Non c'è da festeggiare il lavoro in questo 1° Maggio. Per un senso di pudore nessuno dovrebbe celebrare la Festa del Lavoro. Il lavoro manca da anni a molti giovani e meno giovani che non sanno neppure che cosa si provi a essere assunti, ad avere diritti, contributi per la malattia e la pensione. Molte persone hanno perso il lavoro, altre rischiano di perderlo.
E' vero, la piena occupazione è un'utopia. Ma uno scenario in cui chi è rimasto indietro venga aiutato concretamente a ripartire non sarebbe cosa impossibile.
Ieri sera ho visto in tv un Matteo Renzi trionfante per la vittoria (purtroppo scontata: il conformismo, soprattutto quello dell'ex sinistra che ha perso il senso critico, è davvero una malattia incurabile) nelle primarie.
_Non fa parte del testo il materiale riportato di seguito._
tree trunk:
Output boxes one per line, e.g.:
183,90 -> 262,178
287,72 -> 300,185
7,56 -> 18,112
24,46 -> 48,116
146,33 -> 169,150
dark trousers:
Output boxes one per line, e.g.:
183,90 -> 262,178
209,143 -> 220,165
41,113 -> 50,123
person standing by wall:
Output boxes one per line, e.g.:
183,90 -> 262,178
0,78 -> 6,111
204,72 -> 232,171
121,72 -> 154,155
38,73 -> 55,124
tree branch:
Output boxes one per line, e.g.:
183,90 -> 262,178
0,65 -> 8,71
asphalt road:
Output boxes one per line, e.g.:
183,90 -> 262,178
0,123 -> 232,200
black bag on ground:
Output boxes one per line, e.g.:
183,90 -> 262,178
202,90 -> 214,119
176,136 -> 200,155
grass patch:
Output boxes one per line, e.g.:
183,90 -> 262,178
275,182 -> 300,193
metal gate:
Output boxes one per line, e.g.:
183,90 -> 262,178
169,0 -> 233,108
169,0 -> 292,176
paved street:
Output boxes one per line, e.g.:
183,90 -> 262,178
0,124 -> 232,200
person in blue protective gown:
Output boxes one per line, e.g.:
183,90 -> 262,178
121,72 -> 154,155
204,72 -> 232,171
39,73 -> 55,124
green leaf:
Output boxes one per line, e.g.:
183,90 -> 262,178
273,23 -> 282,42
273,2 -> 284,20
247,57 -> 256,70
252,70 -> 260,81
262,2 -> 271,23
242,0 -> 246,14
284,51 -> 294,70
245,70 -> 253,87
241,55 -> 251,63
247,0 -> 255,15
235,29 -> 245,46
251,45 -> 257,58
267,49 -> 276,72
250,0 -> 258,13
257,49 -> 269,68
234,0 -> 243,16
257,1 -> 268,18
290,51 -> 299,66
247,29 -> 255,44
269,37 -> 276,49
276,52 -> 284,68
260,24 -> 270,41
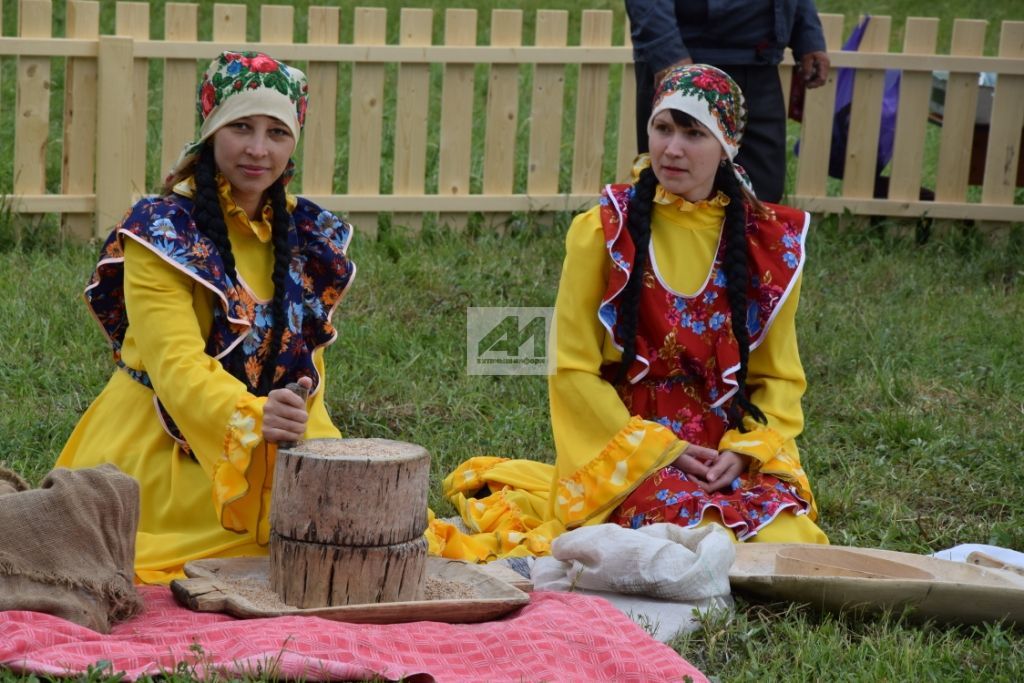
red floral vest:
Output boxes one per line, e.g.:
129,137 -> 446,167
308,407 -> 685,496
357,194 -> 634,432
598,185 -> 808,449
Per l'ennesima volta Renzi si è appuntato sul petto la medaglia del Jobs Act con i suoi oltre 700 mila posti di lavoro creati. Si è guardato bene però, Matteo Renzi, dal ricordare che quei posti di lavoro li ha comprati a spese dei contribuenti con quasi 20 miliardi di defiscalizzazioni concessi a pioggia per tre anni a tutte le aziende che assumevano a tempo indeterminato (anche a quelle che magari per anni avevano sfruttato biecamente quei lavoratori precari nell'indifferenza del sindacato).
Si chiama "contratto a tutele crescenti" quello introdotto dal Jobs Act, ma ciò che cresce nel tempo è solo l'entità dell'indennizzo in caso di licenziamento. E la tentazione di licenziare qualcuno, trascorsi tre anni di defiscalizzazione, per qualche azienda poco seria sarà molto forte.
Infine, a Susanna Camusso segretaria nazionale della Cgil che, in occasione del 1° Maggio, ha lamentato che "per i giovani si fa troppo poco" chiederei dov'era il sindacato quando (oltre 15 anni fa) il lavoro veniva spogliato di dignità e diritti e nasceva il precariato.